# Lazy Susan Built-in Sticks on Stop



## WestofYouLB (Jul 12, 2016)

We bought a house with a corner inset cupboard with two lazy susan shelves. 

Each shelf is mounted on an axle which in turn is mounted on a separate shelf (call it the base shelf) below the lazy susan shelf. Near the front of the base shelf on the user's left, there is a ball bearing mounted in a fitting. The fitting holds the ball bearing so about 40% is visible, and the ball bearing is spring-mounted on a strong spring so it can be depressed. 

When the LS shelf is rotated, it rotates freely. But there is another fitting on the underside of the LS which is intended to engage somehow with the ball bearing on the base shelf as a stop. 

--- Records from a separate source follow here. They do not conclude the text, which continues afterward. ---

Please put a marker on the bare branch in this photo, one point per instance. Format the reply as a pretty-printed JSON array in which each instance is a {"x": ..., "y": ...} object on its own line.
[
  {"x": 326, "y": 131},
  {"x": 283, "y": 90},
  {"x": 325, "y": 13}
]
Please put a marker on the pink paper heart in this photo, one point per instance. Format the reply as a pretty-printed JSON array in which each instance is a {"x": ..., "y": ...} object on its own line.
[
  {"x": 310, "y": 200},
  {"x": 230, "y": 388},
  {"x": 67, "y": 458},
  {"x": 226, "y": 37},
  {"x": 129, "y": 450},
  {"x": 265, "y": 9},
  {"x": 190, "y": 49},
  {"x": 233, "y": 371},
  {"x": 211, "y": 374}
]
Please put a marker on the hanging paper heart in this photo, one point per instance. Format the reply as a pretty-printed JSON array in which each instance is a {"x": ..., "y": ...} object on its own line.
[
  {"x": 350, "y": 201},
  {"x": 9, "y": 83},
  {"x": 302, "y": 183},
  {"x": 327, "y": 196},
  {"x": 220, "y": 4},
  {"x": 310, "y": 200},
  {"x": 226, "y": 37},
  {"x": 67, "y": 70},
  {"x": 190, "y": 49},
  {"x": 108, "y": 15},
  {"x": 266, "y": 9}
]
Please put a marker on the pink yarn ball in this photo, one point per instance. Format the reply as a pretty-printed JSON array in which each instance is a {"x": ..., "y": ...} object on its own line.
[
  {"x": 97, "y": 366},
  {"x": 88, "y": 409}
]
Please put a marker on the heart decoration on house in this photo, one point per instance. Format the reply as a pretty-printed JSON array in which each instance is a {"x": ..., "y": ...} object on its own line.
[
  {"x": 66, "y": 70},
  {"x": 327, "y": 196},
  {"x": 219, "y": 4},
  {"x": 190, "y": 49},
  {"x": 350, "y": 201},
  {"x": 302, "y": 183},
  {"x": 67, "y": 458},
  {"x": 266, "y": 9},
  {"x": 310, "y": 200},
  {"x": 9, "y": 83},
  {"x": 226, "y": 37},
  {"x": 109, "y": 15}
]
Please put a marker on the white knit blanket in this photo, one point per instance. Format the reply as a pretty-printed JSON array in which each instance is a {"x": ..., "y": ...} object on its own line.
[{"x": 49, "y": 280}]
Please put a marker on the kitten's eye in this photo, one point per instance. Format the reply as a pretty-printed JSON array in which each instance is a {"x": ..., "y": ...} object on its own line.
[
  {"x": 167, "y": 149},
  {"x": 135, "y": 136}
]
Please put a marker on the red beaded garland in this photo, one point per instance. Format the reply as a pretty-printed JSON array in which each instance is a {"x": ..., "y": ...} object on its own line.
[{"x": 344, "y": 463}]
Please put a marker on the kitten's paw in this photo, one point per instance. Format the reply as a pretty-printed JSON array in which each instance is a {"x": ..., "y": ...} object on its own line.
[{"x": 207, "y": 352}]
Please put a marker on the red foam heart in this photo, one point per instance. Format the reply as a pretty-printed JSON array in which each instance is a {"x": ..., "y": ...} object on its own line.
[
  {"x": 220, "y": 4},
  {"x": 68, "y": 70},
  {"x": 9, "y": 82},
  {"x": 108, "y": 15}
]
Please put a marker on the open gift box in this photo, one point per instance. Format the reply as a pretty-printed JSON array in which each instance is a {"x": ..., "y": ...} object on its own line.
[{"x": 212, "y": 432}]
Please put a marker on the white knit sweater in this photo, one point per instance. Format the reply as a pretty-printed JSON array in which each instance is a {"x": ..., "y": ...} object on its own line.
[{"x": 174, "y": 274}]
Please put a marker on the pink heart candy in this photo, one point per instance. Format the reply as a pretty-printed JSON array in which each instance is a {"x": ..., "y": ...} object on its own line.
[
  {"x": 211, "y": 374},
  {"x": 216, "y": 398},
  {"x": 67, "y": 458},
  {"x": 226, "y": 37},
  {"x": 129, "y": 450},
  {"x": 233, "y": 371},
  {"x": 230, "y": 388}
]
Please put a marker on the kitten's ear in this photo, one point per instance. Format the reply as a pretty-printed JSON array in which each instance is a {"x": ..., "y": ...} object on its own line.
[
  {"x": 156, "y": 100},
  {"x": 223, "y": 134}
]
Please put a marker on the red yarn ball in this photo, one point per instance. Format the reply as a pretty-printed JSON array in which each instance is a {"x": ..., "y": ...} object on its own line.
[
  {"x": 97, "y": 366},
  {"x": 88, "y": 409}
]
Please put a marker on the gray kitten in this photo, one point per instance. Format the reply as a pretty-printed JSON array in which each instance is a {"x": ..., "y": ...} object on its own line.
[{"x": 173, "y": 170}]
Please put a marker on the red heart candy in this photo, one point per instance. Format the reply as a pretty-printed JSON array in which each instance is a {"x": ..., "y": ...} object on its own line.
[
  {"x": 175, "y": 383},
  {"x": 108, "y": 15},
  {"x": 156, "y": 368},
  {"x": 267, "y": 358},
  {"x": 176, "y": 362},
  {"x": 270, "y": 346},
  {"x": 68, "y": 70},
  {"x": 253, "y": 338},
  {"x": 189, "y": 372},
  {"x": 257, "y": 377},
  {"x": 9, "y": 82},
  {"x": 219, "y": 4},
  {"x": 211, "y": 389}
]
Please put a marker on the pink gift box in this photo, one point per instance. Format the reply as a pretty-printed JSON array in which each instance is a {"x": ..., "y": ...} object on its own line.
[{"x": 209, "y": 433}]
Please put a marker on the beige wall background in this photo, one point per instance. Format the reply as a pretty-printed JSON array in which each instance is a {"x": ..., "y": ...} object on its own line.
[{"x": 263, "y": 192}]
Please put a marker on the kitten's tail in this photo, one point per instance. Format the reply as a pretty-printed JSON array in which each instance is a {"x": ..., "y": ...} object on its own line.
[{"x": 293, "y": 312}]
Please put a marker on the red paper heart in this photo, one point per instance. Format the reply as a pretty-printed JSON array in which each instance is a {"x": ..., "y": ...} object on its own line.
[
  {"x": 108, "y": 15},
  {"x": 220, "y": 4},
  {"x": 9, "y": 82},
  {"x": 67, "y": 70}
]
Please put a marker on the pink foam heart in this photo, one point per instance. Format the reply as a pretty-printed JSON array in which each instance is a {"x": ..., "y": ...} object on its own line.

My problem is that getting the fitting on the LS fitting to engage with the ball bearing is very difficult. You have to really force it. 

I think there must be an adjustment somewhere to make the ball bearing engage without depressing it so much, but all the online articles I saw assumed that the LS shelf was scraping on the shelf below them, and adjustments could be made on the axle to raise the LS to a proper height. Not in this case, AFAICT.

Anybody seen this arrangement? I think it's a bit outdated, as the installation was ~2001. 

Thanks.


----------



## bud16415 (Jul 12, 2016)

I know what you are talking about but there are a number of different models out there. Maybe a photo would be enough for a pro here to help you out. There should be some adjustment I agree. 

Sorry I couldn&#8217;t help more. Stay tuned others will come along.


----------



## nealtw (Jul 12, 2016)

If the bearing is in a bracket screwed to the shelf, does the bracket have slotted screw holes?


----------



## WestofYouLB (Jul 17, 2016)

I have pictures of my two fittings. But I don't see how to post them. When I click on the Image button, it asks for a URL. Sorry, can anyone explain this?


----------



## WestofYouLB (Jul 17, 2016)

Here are two photos attached as files. Top fitting and lower fitting. Hope this helps.


----------



## Snoonyb (Jul 17, 2016)

WestofYouLB said:


> Here are two photos attached as files. Top fitting and lower fitting. Hope this helps.



No file.

Another alternative would be to ask a local cabinet shop, and there are many, if they would stop by and identify the product.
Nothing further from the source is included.